Otto militari turchi e almeno 13 soldati siriani sono rimasti uccisi in scontri a fuoco diretti tra i due eserciti nella provincia di Idlib, ultima roccaforte ancora in mano agli jihadisti in Siria e che Damasco intende riprendere sotto il proprio controllo
Durante la notte tra domenica e lunedì, la Turchia ha inviato a Idlib un grande convoglio militare attraverso il suo confine meridionale. Da Idlib circa 390.000 persone, l’80% delle quali sono donne e bambini, sono fuggite dalle proprie case a partire dal 1 ° dicembre, dicono le Nazioni Unite, e altre 400.000 sono state portate al confine turco da aprile. Le forze armate turche mantengono 12 posti di osservazione a Idlib per monitorare un accordo del 2018 che è stato frequentemente violato da entrambe le parti.
Il ministero della difesa della Turchia ha dichiarato che le forze turche sono state inviate a Idlib come rinforzo e attaccate lì nonostante la notifica preventiva delle loro coordinate alle autorità locali.
L’accusa è stata però contestata da funzionari di Mosca, i quali hanno dichiarato che Ankara non è stata in grado di notificare i suoi movimenti delle truppe durante la notte a Idlib e che i soldati turchi sono stati colpiti dal fuoco siriano diretto contro i “terroristi”, un riferimento ai miliziani collegati ad al-Qaida ad ovest di Saraqeb.
La Turchia è intervenuta militarmente in Siria tre volte fino ad oggi nelle operazioni transfrontaliere contro le forze guidate dai curdi appoggiate dagli USA, ma lo scontro avvenuto lunedì è stato un raro confronto diretto contro le truppe di Assad e le milizie alleate di quest'ultimo.
Pur essendo schierati su fronti opposti sul teatro siriano, Mosca e Ankara hanno in gran parte cercato di coordinare le loro azioni. Sebbene la Turchia dipenda dalla cooperazione russa per continuare le sue operazioni nel nord-est della Siria e nonostante i legami commerciali, energetici e di difesa dei due paesi, gli sviluppi di lunedì indicano un crescente attrito nei rapporti. Ulteriori combattimenti tra forze turche e truppe siriane potrebbero rischiare una grave escalation nel conflitto in corso ormai dal 2011 in Siria.

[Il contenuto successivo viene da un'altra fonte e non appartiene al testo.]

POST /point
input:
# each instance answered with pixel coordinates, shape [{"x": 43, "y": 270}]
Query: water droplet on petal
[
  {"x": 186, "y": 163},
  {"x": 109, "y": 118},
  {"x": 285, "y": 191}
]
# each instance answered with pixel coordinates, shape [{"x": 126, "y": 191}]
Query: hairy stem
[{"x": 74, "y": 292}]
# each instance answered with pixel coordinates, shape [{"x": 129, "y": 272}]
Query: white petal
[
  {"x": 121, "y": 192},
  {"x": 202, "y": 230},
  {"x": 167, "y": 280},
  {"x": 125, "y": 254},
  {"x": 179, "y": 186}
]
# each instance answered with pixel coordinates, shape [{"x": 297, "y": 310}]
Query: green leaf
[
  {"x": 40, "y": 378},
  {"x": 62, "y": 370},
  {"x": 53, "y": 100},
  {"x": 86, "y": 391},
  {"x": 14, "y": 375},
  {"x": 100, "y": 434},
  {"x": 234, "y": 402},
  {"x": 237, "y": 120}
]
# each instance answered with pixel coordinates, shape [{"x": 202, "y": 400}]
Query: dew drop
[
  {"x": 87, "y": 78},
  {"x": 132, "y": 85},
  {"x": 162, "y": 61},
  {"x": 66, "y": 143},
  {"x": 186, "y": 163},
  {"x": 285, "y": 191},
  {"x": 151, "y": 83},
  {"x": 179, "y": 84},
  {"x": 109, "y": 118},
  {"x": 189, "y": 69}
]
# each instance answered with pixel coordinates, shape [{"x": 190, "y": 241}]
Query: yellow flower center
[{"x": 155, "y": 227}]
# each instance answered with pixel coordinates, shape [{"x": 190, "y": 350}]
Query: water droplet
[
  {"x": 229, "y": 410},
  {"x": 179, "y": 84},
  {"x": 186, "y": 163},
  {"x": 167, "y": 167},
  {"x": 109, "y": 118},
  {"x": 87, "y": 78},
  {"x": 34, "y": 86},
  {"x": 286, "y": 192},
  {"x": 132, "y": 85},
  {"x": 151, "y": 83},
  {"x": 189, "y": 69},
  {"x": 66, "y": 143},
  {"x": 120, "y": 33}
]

Il presidente turco Erdogan ha chiesto alla Russia e a Putin di non mettersi in mezzo: “Il nostro interlocutore non siete voi, ma il regime siriano, non provate ad intromettervi”, ha dichiarato. Erdogan ha anche aggiunto che l’esercito turco continuerà con i raid “per mettere in sicurezza il Paese”. Si parla di 122 attacchi di artiglieria e 100 con tiri di mortaio contro 46 bersagli dell’esercito siriano.
Sempre parlando lunedì, il presidente turco ha dichiarato che l’operazione a Idlib era in corso e ha ribadito un avvertimento per i sostenitori di Assad a Mosca di non ostacolare l’azione turca. “Coloro che mettono alla prova la determinazione della Turchia nei confronti dell’Idlib siriano con attacchi così insidiosi realizzeranno il loro errore”, ha detto Erdogan ai giornalisti prima della sua partenza da Ankara per l’Ucraina.
Idlib e la campagna circostante sono nominalmente tutelati da un accordo di de-escalation mediato da Mosca e Ankara a settembre 2018. Tuttavia, i combattimenti nell’area sono costantemente peggiorati da quando la milizia jihadista Hayat Tahrir al-Sham (HTS), ex affiliata siriana di al-Qaida, è emerso come il gruppo dominante nell’area l’anno scorso.
Damasco e Mosca sostengono che l’affermazione di HTS legittima la campagna contro Idlib in quanto stanno prendendo di mira i terroristi non coperti dall’accordo di cessate il fuoco che hanno rafforzato gli attacchi contro Aleppo tornata sotto il controllo del governo siriano.
Le agenzie di soccorso, tuttavia, affermano che gli attacchi aerei hanno colpito duramente la città e avvertono che la popolazione di Idlib di 3 milioni di persone è ancora a rischio della più grande crisi umanitaria del conflitto.
Migliaia di famiglie si stanno attualmente rifugiando in scuole, moschee e tende vicino al confine turco senza cibo o medicine adeguati al clima invernale.
L’ultimo tentativo di cessate il fuoco per Idlib il 12 gennaio è stato ignorato dal governo siriano, che invece ha accelerato i suoi sforzi, catturando diversi villaggi e la città chiave di Maarat al-Numan sulla strategica autostrada M5 la scorsa settimana.